Managing and querying large collections of text data using traditional databases or simple search methods results in poor semantic matches and complex implementation. This causes difficulties in building AI applications that need to find contextually similar content.

# Traditional approach with basic text search
documents = [
    "The weather is great today",
    "The climate is excellent",
    "Machine learning models are fascinating",
]

# Search by exact match or simple substring
query = "How's the weather?"
results = [doc for doc in documents if "weather" in doc.lower()]

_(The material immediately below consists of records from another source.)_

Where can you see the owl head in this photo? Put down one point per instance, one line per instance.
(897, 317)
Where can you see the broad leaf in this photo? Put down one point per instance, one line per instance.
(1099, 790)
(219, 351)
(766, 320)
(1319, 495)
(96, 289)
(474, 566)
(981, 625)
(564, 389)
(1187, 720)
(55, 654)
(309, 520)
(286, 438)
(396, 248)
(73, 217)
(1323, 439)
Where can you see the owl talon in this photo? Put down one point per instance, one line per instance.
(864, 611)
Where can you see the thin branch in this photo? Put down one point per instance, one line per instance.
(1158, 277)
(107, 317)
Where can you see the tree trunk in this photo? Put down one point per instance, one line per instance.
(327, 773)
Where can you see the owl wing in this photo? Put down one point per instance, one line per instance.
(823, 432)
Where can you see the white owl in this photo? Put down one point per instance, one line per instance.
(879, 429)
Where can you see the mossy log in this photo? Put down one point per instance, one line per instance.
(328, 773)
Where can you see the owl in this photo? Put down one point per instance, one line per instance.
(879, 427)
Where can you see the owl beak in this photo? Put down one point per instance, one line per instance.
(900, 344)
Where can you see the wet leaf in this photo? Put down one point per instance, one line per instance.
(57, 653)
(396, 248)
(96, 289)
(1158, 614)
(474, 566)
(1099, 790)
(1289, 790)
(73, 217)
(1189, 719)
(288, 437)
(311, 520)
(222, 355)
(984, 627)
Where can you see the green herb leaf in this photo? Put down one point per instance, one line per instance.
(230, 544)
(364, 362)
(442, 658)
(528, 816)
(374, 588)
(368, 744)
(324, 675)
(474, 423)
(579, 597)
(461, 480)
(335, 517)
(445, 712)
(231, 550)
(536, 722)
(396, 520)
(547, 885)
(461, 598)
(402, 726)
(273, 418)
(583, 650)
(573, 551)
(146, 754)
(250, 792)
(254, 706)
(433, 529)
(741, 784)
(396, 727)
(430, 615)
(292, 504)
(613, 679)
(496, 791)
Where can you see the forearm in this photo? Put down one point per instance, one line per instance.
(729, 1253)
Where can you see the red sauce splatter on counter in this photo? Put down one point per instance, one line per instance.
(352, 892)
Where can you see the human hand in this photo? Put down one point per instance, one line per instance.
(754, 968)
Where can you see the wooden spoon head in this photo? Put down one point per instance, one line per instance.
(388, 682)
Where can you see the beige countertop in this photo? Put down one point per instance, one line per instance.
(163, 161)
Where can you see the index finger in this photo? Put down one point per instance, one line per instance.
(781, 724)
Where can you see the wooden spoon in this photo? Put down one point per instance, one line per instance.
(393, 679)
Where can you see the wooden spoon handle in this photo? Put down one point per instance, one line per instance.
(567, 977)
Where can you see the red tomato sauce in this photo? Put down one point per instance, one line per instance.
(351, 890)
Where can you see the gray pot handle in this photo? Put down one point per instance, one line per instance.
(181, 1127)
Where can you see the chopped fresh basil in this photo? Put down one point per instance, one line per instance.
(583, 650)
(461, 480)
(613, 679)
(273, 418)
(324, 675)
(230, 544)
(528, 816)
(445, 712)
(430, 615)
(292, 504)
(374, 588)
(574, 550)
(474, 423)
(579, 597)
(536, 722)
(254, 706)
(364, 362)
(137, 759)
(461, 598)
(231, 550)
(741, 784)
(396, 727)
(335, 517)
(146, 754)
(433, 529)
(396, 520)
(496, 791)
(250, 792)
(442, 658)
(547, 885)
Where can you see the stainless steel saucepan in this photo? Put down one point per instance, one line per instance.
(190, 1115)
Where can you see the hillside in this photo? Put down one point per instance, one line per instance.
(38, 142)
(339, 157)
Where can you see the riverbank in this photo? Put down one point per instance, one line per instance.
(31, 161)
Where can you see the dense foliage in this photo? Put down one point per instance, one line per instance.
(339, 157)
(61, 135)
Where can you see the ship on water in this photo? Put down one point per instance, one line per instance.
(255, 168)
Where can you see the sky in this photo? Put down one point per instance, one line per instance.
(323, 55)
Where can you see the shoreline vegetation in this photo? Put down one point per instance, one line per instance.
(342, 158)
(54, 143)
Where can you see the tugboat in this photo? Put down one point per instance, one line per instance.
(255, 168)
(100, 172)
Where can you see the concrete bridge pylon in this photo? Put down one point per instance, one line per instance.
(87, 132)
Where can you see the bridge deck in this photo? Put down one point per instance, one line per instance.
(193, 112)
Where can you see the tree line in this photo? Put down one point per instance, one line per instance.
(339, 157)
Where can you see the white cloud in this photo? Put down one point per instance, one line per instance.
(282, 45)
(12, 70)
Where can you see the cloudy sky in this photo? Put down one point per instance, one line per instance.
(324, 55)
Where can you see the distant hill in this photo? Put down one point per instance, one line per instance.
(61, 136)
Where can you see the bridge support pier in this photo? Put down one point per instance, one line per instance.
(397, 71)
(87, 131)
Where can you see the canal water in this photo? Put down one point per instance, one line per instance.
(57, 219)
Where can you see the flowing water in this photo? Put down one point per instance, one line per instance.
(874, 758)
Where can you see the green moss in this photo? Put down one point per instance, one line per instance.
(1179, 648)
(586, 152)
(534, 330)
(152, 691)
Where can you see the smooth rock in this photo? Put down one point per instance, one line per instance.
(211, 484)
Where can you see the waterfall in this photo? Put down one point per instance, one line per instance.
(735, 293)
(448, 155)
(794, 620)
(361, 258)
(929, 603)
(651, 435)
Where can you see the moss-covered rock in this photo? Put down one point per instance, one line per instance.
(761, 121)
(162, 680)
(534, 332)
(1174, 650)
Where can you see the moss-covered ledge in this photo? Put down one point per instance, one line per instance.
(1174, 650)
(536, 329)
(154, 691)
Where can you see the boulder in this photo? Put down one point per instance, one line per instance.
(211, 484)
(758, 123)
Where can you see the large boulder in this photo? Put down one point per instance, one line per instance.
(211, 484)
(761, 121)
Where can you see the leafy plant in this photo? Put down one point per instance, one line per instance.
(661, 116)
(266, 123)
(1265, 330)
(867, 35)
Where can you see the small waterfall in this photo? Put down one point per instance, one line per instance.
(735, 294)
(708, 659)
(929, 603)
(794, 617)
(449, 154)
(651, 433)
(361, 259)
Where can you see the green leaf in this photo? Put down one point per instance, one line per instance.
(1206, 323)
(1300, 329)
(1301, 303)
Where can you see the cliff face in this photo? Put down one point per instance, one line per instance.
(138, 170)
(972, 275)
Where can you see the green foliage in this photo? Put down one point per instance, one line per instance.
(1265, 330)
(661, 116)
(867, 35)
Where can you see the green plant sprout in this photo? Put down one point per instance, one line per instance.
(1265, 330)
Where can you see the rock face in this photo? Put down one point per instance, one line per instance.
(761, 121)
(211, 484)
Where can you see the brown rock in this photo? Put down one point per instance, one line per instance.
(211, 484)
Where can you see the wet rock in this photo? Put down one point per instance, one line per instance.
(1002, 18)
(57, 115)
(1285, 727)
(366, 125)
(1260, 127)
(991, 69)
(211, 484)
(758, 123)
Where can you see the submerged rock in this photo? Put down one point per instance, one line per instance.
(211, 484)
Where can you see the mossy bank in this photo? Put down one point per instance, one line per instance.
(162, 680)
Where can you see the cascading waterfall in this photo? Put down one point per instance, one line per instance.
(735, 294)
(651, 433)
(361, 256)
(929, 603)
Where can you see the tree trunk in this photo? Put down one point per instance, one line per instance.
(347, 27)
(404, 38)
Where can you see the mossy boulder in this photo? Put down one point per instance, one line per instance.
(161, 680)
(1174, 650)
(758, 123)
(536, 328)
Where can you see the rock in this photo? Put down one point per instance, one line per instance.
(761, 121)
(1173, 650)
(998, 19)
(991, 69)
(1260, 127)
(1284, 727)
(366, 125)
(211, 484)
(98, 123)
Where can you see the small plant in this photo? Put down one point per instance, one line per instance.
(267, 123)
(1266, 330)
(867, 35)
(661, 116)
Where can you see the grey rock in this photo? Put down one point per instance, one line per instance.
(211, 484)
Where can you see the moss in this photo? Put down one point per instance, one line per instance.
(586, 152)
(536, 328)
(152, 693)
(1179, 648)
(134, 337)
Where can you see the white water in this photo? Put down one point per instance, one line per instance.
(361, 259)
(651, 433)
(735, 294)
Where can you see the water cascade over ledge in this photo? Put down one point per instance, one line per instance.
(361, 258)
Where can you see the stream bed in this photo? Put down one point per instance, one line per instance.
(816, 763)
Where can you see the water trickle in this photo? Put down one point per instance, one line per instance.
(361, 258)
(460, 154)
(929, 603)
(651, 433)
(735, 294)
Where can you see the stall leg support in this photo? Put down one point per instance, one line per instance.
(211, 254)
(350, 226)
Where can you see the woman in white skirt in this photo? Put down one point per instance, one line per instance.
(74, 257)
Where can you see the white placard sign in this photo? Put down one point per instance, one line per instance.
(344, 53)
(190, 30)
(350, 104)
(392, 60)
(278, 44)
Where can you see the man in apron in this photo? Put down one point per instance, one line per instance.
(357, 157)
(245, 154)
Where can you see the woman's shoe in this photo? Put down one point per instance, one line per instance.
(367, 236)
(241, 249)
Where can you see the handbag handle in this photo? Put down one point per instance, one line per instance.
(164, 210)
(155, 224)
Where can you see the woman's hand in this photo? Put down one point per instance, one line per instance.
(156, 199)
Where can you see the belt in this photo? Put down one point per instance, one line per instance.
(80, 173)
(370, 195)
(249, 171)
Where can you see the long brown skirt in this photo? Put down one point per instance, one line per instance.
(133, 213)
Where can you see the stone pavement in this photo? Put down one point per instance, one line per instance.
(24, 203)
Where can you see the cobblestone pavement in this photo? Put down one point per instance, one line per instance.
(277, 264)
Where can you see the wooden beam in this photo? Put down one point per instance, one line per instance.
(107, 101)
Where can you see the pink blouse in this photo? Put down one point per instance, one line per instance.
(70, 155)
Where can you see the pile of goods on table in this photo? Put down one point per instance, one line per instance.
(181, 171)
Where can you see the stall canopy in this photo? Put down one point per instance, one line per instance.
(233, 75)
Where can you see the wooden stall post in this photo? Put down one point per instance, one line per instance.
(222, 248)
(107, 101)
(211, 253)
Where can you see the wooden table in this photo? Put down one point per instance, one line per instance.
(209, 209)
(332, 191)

# Only finds documents with exact word "weather", misses semantically similar ones
print(results)
['The weather is great today']

You can use Chroma to easily store and query documents using their semantic meaning through embeddings. The tool handles the embedding creation and similarity search automatically, making it simple to build AI applications with semantic search capabilities.

import chromadb

# Initialize client and collection
client = chromadb.Client()
collection = client.create_collection("documents")

# Add documents
collection.add(
    documents=[
        "The weather is great today",
        "The climate is excellent",
        "Machine learning models are fascinating"
    ],
    ids=["doc1", "doc2", "doc3"]
)

# Query semantically similar documents
results = collection.query(
    query_texts=["How's the weather?"],
    n_results=2
)
# Returns both weather and climate documents due to semantic similarity
print(results['documents'])

The example shows how Chroma automatically converts text into embeddings and finds semantically similar documents, even when they don’t share exact words. This makes it much easier to build applications that can understand the meaning of text, not just match keywords.